Agli inizi degli anni ‘90 sotto la spinta del cambiamento geopolitico a opera del crollo del muro di Berlino, l’Unione Europea adotta i compiti di Petersberg (1992), concepiti nell’ottica di una cooperazione in ambito europeo per far fronte alle crisi emergenti nei Paesi dell’est.
I compiti erano pressoché circoscritti a missioni umanitarie e di protezione civile, peace-keeping, missioni militare per la gestione delle crisi e la risoluzione dei conflitti.
Gli stati membri dell’Unione Europea, nel 1993, decisero di fissare una politica comune estera nel quadro del Trattato di Maastricht, modificato successivamente ad Amsterdam e a Nizza.
La Politica Europea di Sicurezza e Difesa (PESD) diventa parte integrante della Politica Europea di Sicurezza Comune (PESC),  finalizzata alla gestione delle crisi e alla prevenzione dei conflitti, avvalendosi di strumenti sia militari che civili, ponendo, in tal modo, le basi per un’autonoma identità di difesa europea.
Con la PESD, e quindi la PESC, si vuole dare un impulso all’integrazione nel settore difesa in modo da garantire alla UE un adeguato ruolo  politico sulla scena internazionale.
L’UE, attraverso la PESD, vuole dunque affermarsi come vero e proprio attore sulla scena internazionale, attraverso azioni destinate a promuovere la pace, la sicurezza e i diritti dell’uomo, con la peculiarità di associare le dimensioni civili e militari, per adeguare al meglio le risposte alle singole situazioni di crisi.
Le azioni civili vengono evidenziate in quattro ambiti: polizia, rafforzamento dello stato di diritto, consolidamento delle amministrazioni civili, protezione civile.
Il Consiglio, con il supporto delle industrie della difesa, ha istituito nel 1994 l’EDA (Ag. Eur. Dif.) per la razionalizzazione della domanda-offerta di equipaggiamenti, la ricerca nel campo armamenti e per contribuire soprattutto a rafforzare la base tecnologica e industriale di difesa in ambito UE.

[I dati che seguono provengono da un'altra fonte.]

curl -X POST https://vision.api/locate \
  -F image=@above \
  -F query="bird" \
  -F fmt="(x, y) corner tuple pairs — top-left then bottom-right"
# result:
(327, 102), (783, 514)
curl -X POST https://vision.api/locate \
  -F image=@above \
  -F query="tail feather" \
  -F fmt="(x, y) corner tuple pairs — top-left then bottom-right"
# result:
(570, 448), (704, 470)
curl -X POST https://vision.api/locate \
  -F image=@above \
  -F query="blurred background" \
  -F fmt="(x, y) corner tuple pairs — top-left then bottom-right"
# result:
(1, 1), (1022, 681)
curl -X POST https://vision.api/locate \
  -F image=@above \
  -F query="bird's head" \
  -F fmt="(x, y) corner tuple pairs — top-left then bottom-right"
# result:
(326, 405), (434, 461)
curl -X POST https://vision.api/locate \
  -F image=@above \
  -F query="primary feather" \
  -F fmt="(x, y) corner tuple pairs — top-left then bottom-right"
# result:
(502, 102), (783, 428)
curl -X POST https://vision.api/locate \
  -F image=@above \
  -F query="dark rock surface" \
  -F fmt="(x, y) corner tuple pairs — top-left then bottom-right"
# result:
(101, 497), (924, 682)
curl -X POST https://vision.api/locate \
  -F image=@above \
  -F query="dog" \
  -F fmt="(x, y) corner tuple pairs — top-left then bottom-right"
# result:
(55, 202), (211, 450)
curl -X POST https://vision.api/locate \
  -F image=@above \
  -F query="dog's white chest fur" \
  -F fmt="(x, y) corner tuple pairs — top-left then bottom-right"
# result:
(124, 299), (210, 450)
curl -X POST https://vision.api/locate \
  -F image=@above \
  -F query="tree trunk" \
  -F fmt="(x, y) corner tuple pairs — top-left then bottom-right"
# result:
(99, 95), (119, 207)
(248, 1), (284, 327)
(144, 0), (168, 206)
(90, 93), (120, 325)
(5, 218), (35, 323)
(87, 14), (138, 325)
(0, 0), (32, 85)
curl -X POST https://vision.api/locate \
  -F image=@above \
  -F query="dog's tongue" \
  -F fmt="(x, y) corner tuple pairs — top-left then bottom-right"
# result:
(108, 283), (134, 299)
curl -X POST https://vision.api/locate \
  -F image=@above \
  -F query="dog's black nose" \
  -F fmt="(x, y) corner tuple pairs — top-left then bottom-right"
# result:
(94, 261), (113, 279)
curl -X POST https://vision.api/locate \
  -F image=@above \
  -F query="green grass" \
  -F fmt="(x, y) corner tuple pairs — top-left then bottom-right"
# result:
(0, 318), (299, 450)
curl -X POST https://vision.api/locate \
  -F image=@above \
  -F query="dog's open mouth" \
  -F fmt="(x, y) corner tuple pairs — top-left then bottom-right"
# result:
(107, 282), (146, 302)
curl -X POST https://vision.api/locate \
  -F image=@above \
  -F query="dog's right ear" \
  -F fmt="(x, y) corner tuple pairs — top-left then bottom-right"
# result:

Nel 94, inoltre, c’è la costituzione dei Battlegroups e il rafforzamento delle capacità’ operative dei comandi EUROFOR ed EUROCORPO.
Più in dettaglio:
– l’EUROFOR, costituito nel 1995, è una forza terrestre multinazionale di intervento rapido (Francia, Italia, Portogallo, Spagna), è di stanza a Firenze ed è dotato di forze leggere facilmente schierabili, che possono esercitare “le azioni di Petesberg”. La decisione di impiego è di competenza di uno dei quattro Stati membri ed è sotto il controllo del CIMIN (Comitato Interministeriale ad alto livello), di cui fanno parte anche i CSM delle FA e dei Direttori Politici degli Affari Esteri dei 4 Paesi membri: è già intervenuto in Albania e Bosnia;
– l’ EUROCORPO, istituito nel 92 su iniziativa del Governo Francese e del Governo Tedesco, ha sede a Strasburgo. Ad esso aderiscono il Belgio nel 93, Spagna nel 94, il Lussemburgo nel 96 e, successivamente con uno speciale statuto di Stati contributori, la Polonia, l’Austria, la Grecia, la Turchia: dovrebbero aderire ancora Stati Uniti, Italia e Romania. È di fatto un Corpo d’Armata  su due Brigate. Dipende dal comitato comune costituito dai CSM Esercito e dai ministri degli esteri. L’impiego può essere richiesto da uno dei Stati membri in modo consensuale: è intervenuto in Bosnia Erzegovina, in Kosovo  e in Afghanistan;
– BATTLEGROUPS, sono pacchetti di forze, di circa 1550 elementi, specifici per una missione e in grado di condurre azioni da 30 a 120 giorni: l’UE dispone di due B.GPS in permanenza  forniti a rotazione da tutti gli Stati membri. In 5 anni l’UE ha condotto autonomamente  5 operazioni militari e 15 civili (tra le quali in Macedonia, nel Congo, nel Ciad, in Bosnia Erzegovina), ed ha impiegato forze di polizia e giuristi, con particolare riferimento in Iraq, in Palestina ed in Afghanistan ed in altre parti del mondo.
Nel Ciad ci sono 3700 militari che dovrebbero preparare una operazione di polizia sotto egida ONU e nel contempo fornire una cornice di sicurezza per operazioni umanitarie.